Several months ago Audible.com had a non-fiction book sale and included several titles by Alison Weir about Tudor England that I have owned in print form for years but never got around to reading them. Last month I reviewed The Six Wives of Henry VIII (see review here), and now it’s time to take a closer look at The Children of Henry VIII (Amazon). The book was originally published in 1996.
From Goodreads: “At his death in 1547, King Henry VIII left four heirs to the English throne: his only son, the nine-year-old Prince Edward; the Lady Mary, the adult daughter of his first wife, Catherine of Aragon; the Lady Elizabeth, the daughter of his second wife, Anne Boleyn, and his young great-niece, the Lady Jane Grey. These are the players in a royal drama that ultimate led to Elizabeth’s ascension to the throne–one of the most spectacularly successful reigns in English history.”
I’m rather new to reading or listening to Tudor history. I mostly watched one hour documentaries about Henry VIII and Elizabeth I or watched movies like Anne of the Thousand Days starring Richard Burton (Amazon Prime) and Lady Jane starring Helena Bonham-Carter (Stream for free with Amazon Prime). Then, not too long ago, I was offered an ARC of the last book in the historical fiction series by Weir of the Six Wives of Henry VIII, Katherine Parr (read my review here).
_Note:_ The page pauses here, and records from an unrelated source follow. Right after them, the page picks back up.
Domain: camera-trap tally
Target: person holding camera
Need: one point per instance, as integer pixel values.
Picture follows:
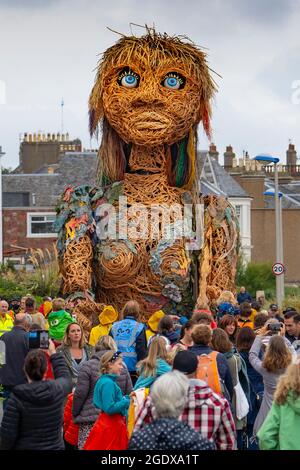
(276, 359)
(6, 322)
(33, 417)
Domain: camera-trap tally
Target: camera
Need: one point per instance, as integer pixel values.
(274, 328)
(38, 339)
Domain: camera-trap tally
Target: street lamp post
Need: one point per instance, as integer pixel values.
(272, 194)
(1, 226)
(267, 159)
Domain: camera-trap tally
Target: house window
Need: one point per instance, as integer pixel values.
(40, 225)
(238, 211)
(15, 199)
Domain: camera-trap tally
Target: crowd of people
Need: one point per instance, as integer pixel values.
(224, 378)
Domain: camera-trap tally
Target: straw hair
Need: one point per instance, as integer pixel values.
(288, 385)
(150, 57)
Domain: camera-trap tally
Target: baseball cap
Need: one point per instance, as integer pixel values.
(186, 362)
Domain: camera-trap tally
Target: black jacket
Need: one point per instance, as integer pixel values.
(223, 368)
(16, 349)
(33, 416)
(168, 434)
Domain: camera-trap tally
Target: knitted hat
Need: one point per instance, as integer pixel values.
(186, 362)
(155, 319)
(47, 307)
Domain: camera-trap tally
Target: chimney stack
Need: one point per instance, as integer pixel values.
(229, 155)
(213, 152)
(291, 155)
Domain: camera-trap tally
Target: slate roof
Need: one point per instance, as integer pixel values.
(80, 168)
(214, 175)
(75, 169)
(290, 191)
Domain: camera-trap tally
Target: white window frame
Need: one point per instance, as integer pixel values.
(38, 235)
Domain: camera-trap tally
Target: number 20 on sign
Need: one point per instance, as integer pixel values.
(277, 269)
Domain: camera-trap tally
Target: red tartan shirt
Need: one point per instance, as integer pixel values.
(205, 411)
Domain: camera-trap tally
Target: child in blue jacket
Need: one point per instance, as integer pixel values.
(110, 430)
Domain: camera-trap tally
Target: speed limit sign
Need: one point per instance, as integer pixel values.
(277, 269)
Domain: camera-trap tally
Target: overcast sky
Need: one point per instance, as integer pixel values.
(49, 49)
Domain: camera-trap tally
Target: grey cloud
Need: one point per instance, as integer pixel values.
(28, 4)
(265, 11)
(278, 76)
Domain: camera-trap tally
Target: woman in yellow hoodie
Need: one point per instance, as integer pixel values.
(106, 318)
(152, 324)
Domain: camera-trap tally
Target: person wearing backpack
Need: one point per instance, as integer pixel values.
(130, 337)
(238, 372)
(212, 366)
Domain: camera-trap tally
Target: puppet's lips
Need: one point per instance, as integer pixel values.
(150, 121)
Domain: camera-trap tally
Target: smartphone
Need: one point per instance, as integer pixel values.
(274, 328)
(38, 339)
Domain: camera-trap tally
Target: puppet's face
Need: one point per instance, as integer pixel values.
(151, 103)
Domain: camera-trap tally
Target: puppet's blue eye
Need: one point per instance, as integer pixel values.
(128, 78)
(129, 81)
(173, 81)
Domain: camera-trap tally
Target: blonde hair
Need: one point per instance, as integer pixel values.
(67, 341)
(58, 304)
(131, 308)
(172, 353)
(202, 334)
(105, 343)
(226, 296)
(277, 355)
(106, 360)
(289, 383)
(157, 350)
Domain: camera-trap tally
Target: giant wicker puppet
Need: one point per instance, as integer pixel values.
(150, 94)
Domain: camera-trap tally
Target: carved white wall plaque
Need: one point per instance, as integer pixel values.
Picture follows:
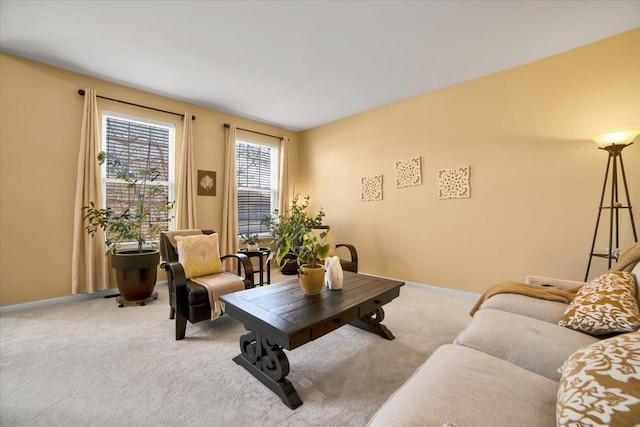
(408, 172)
(371, 188)
(454, 183)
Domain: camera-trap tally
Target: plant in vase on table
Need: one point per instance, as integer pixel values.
(296, 242)
(252, 241)
(141, 223)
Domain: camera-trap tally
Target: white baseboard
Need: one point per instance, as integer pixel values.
(69, 298)
(424, 285)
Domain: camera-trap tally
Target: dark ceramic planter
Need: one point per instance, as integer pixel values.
(136, 273)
This book picks up where The Six Wives of Henry VIII left off. After the passing of old Henry, the succession passed to his nine-year old son, Edward. While Weir keeps the book in chronological order, she intertwines events that occurred to each person highlighted in their lives at the same time. What I found most interesting is that as I listened to the book, I noticed a lack of coverage about Elizabeth. Knowing that Weir followed up this book with The Life of Elizabeth I, it is partly understandable. Besides, anyone that has studied the subject knows Elizabeth’s story well but may not know her brother, sister, and cousin’s since they had such short reigns.
Edward kept a diary, but kept it mostly business-like and didn’t pour out his emotions like you’d expect in a typical diary. He was taught from birth to never show his playing hand and keep no counsel. He trusted his advisors, who were all scheming behind his back about various political matters. But most of the machinations for power were ignored in the book. Rather, Weir tries to relate what the children and niece of Henry VIII were like as people.
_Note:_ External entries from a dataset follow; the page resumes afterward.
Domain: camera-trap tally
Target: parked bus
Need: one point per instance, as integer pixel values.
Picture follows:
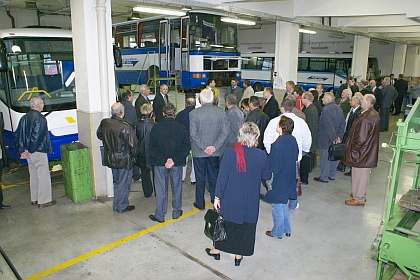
(38, 62)
(191, 49)
(331, 70)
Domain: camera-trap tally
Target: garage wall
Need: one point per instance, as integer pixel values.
(262, 38)
(25, 18)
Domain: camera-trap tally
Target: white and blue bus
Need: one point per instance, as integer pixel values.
(38, 62)
(331, 70)
(191, 49)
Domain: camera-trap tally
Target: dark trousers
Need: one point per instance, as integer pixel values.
(207, 167)
(384, 114)
(398, 104)
(146, 180)
(122, 181)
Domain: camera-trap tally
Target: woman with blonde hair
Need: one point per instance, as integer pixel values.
(283, 156)
(237, 193)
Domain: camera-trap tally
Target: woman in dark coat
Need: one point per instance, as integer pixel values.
(282, 158)
(143, 127)
(237, 193)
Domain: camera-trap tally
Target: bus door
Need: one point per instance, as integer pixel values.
(185, 54)
(164, 48)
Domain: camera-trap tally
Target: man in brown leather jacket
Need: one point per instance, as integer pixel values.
(361, 150)
(120, 149)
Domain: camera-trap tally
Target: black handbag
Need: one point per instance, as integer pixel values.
(335, 152)
(214, 227)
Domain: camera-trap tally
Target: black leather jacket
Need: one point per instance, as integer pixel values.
(143, 128)
(120, 143)
(32, 134)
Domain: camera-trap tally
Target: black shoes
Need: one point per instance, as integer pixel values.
(196, 206)
(179, 215)
(153, 218)
(215, 256)
(320, 180)
(238, 261)
(127, 209)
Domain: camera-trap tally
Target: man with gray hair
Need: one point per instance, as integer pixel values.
(366, 89)
(142, 99)
(120, 149)
(209, 129)
(361, 150)
(235, 118)
(330, 131)
(33, 144)
(389, 94)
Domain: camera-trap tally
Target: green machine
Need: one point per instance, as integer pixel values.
(399, 245)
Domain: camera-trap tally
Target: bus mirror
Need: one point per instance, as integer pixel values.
(192, 30)
(117, 56)
(3, 59)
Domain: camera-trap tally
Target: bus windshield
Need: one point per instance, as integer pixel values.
(39, 67)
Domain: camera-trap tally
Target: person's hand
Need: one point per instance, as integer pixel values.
(169, 163)
(210, 150)
(25, 155)
(216, 203)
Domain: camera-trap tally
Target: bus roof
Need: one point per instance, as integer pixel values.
(35, 32)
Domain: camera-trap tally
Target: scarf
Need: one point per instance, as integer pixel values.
(240, 157)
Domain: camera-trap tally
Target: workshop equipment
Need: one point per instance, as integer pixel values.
(399, 245)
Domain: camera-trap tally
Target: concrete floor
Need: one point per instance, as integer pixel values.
(88, 240)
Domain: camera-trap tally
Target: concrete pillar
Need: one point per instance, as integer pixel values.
(286, 56)
(360, 57)
(412, 65)
(398, 64)
(95, 82)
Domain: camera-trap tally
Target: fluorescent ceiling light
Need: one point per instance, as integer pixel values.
(186, 8)
(307, 31)
(157, 10)
(238, 20)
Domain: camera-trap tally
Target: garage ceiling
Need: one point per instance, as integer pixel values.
(387, 21)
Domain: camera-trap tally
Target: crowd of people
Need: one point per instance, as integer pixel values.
(232, 151)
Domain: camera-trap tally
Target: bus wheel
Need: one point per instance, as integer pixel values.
(152, 73)
(258, 87)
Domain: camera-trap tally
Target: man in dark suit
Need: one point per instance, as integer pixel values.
(344, 102)
(234, 89)
(389, 94)
(366, 89)
(258, 117)
(270, 106)
(142, 99)
(350, 84)
(183, 117)
(209, 129)
(169, 147)
(160, 100)
(377, 92)
(401, 86)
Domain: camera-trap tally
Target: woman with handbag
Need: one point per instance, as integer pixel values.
(237, 193)
(282, 158)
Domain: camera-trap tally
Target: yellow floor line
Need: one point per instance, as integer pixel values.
(22, 183)
(110, 246)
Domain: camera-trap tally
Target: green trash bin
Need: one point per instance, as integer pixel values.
(76, 171)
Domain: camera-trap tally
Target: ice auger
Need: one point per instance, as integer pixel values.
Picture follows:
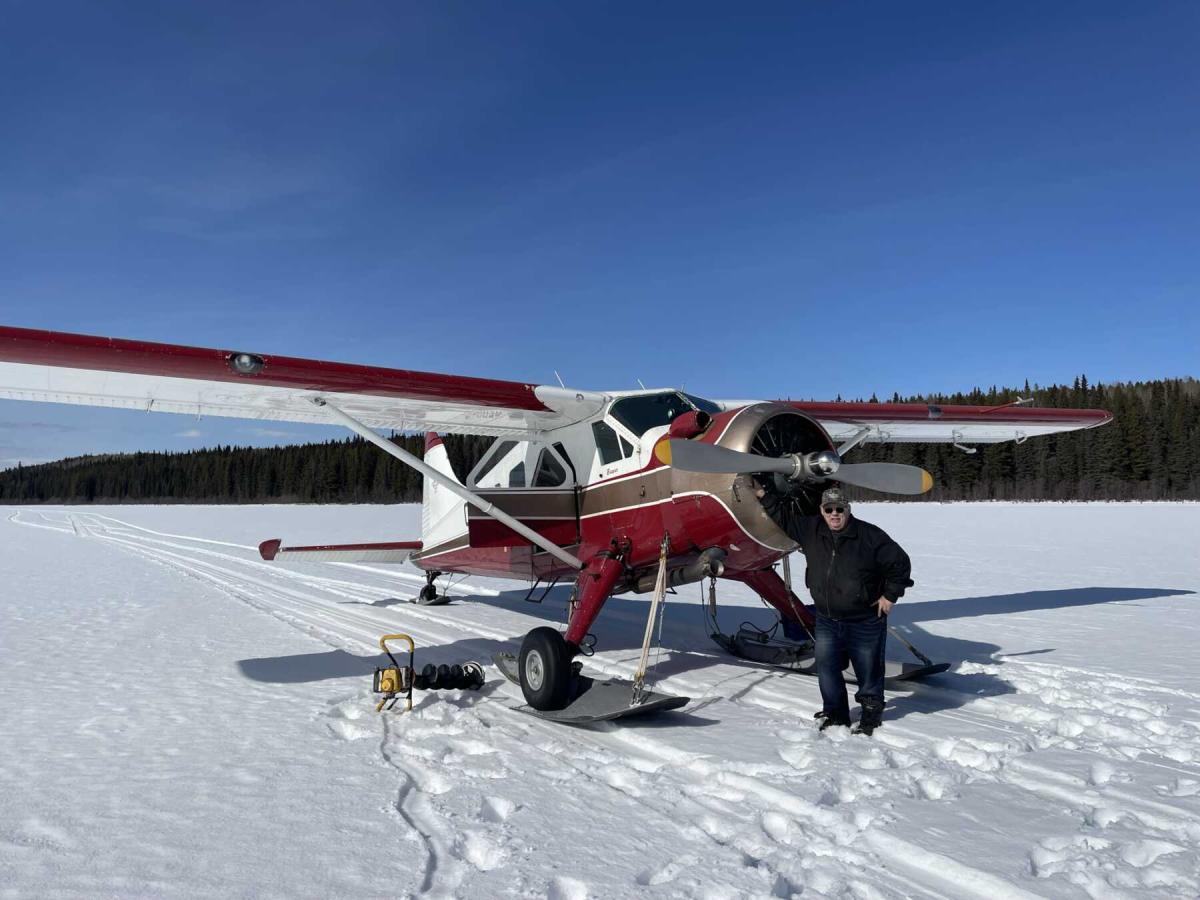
(396, 681)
I found the section on Lady Jane Grey fascinating because of my viewing of the aforementioned movie many years ago. I just can’t imagine the nobles who pushed for Jane to sit on the throne actually thought they could get away with it. I know they were scared of the Catholic Mary, but come on! As often seen during Tudor England, indeed, in many parts of history, innocent people were killed because they were deemed a “threat”. Mary had “no choice” but to put her to death.
Mary’s phantom pregnancies are fascinating, heartbreaking, and downright befuddling. Her antagonistic relationship with Elizabeth is detailed, including Elizabeth’s time in the Tower of London. Despite Mary ordering the death of hundreds of Protestants who were deemed threats to her throne and her push to bring England back to Catholicism, she didn’t take her half-sister’s life. The book ends with Mary’s death and Elizabeth’s ascension to the throne.
As I found out in the Henry VIII book, Weir quotes from source material like letters and diaries and meticulously annotates throughout the book. It seems like it’s been a long time since I’ve read such thorough work from a historian. I especially enjoy a well-researched book, and this clearly is.
This is the 46th Audiobook I’ve listened to as part of my 2021 Audiobook Challenge.